Technical outlook for the Shanghai market
After every fast rise there comes a fall and the Shanghai Index is no exception to this rule. The rapid index breakout reached the previous peak highs near 3,720 and then pulled back. The pull-back is no surprise because this is the normal behaviour of a rally breakout.
The key question for traders and investors is to determine how far the retreat will fall before it finds a support level. If the rally is to turn into a sustainable uptrend then the support level must hold and act as a base for a new, and perhaps less powerful, rally.
It is this combination of retreat and rebound that provides the anchor point for the new and more stable uptrend line.
There are four support features in the Shanghai index chart.
The first is the value of trendline C. This trendline defines the fast-moving rally. This is the least powerful of the support features because it does not include any significant retreat and rebound features.

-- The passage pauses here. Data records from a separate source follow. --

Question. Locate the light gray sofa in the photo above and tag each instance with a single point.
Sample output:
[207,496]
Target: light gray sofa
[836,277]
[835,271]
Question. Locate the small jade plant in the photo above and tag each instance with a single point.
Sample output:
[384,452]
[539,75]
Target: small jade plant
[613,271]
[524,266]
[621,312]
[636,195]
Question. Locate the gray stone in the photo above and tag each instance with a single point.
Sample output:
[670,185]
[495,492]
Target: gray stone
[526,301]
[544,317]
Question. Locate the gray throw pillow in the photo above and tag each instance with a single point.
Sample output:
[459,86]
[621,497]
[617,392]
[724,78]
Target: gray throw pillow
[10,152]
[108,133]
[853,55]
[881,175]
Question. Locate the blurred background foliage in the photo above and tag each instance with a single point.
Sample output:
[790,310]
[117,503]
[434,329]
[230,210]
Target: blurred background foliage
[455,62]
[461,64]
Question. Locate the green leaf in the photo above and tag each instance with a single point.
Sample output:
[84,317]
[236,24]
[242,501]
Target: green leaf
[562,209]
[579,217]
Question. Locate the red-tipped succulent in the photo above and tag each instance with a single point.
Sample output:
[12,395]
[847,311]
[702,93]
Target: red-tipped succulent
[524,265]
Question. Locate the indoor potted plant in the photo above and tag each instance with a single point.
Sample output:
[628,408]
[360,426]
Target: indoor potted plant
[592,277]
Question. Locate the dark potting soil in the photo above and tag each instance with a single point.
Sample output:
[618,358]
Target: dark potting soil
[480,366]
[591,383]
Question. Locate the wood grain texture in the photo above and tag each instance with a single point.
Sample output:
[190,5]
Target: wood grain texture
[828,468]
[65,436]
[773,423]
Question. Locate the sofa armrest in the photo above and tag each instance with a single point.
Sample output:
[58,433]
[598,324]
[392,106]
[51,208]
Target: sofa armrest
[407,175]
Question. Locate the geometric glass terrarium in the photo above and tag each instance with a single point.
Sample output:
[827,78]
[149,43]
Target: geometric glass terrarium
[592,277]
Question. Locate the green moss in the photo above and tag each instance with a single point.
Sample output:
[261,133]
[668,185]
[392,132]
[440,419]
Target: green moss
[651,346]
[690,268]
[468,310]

It is a rally trend line.
Still, it does match the value of the second and more important support feature which is the value of the lower edge of the short-term group of averages in the Guppy Multiple Moving Average (GMMA) indicator. Currently the value of trend line C and the value of the 15-day exponential moving average (EMA) are around the same.
This combines two support features: One weak and one stronger to make these more significant. However, both are essential support features in a rally environment rather than in a sustainable trend.
For the potential longer-term trend, we look at the role played by the long-term uptrend line A. This is the third support feature. This has variously acted as a support and a resistance feature. It has been tested many timers so there is a high expectation that it will again act as a strong support feature. The current value is near 3,590.
A fall below trend line C and the lower edge of the short term GMMA will find support near 3,590. This support is further buttressed by the fourth support feature.
The horizontal resistance line has acted as a long-term resistance feature of the Shanghai Index. It is the upper limit of a long-term sideways trading band with a value near 3,580. This places it very near to the value of uptrend line A.
This suggests these two support features will offer a strong pause and rebound point for any major retreat in the market.